During his first season in quality control, Strickland conceded, "It was really about keeping my head above water and just making sure that I was doing things that were required of me.''

The last two seasons, Strickland assisted Chris Ash with the defensive backs and Dave Huxtable with the linebackers.

"I feel like I've gained a better understanding of the game," he said.

All along the way, he emphasized that "I've learned from guys who are great teachers.''

That includes defensive line coach Charlie Partridge. It has been a natural mesh between Strickland and Partridge and Ash -- "Guys who had trust in me and who knew I had their back,'' he said.

Strickland knew it was reciprocal and "I know they had expressed if this were to take place (going full-time) they would be excited for me. They've been tremendous influences on my career.''

At one point, Strickland had to step away to see things more clearly. That was after getting his degree in special education and moving to Minneapolis to be with Laura, then his girlfriend.

"I knew I had to get away from the program for a little bit,'' he said. "But when I did, I missed the competitive side and the relationships and being on a team working towards a common goal.

"I just missed going through the ups and downs.

"Football is a special game. I feel blessed that I was able to play it and now, as a coach, I want to help young men have as good of an experience if not better than I had playing the game.''

Minneapolis was also the site of a seminal moment in his playing career, when Strickland recovered a blocked punt in the end zone to rally the Badgers past the Gophers at the Metrodome in 2005.

It was during his senior year that we learned so much more about how Strickland rolls.

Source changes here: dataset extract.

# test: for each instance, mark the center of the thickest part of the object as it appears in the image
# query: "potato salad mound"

Upon hearing that his friend Steve Johnson, a long snapper, would not have his scholarship renewed and would return to walk-on status, Strickland asked that his tender be given to Johnson.

Rationalizing that he had one fewer semester left than Johnson and only a handful of credits, Strickland decided that it would be easier for him to take on a part-time job than Johnson.

So he did, with UW facilities maintenance.

Strickland didn't want Johnson to find out, though he did after the fact through another source. Strickland, Johnson and Joe Thomas all ran in the same circles at Brookfield Central and Wisconsin.

That act of generosity was not surprising to anyone who knew Strickland.

"I've been around great coaches and people who have had great influences on my life,'' Strickland said. "And they have taught me to honor the game and to be there for young men.''

Which has allowed him to chase his dreams, and dream big.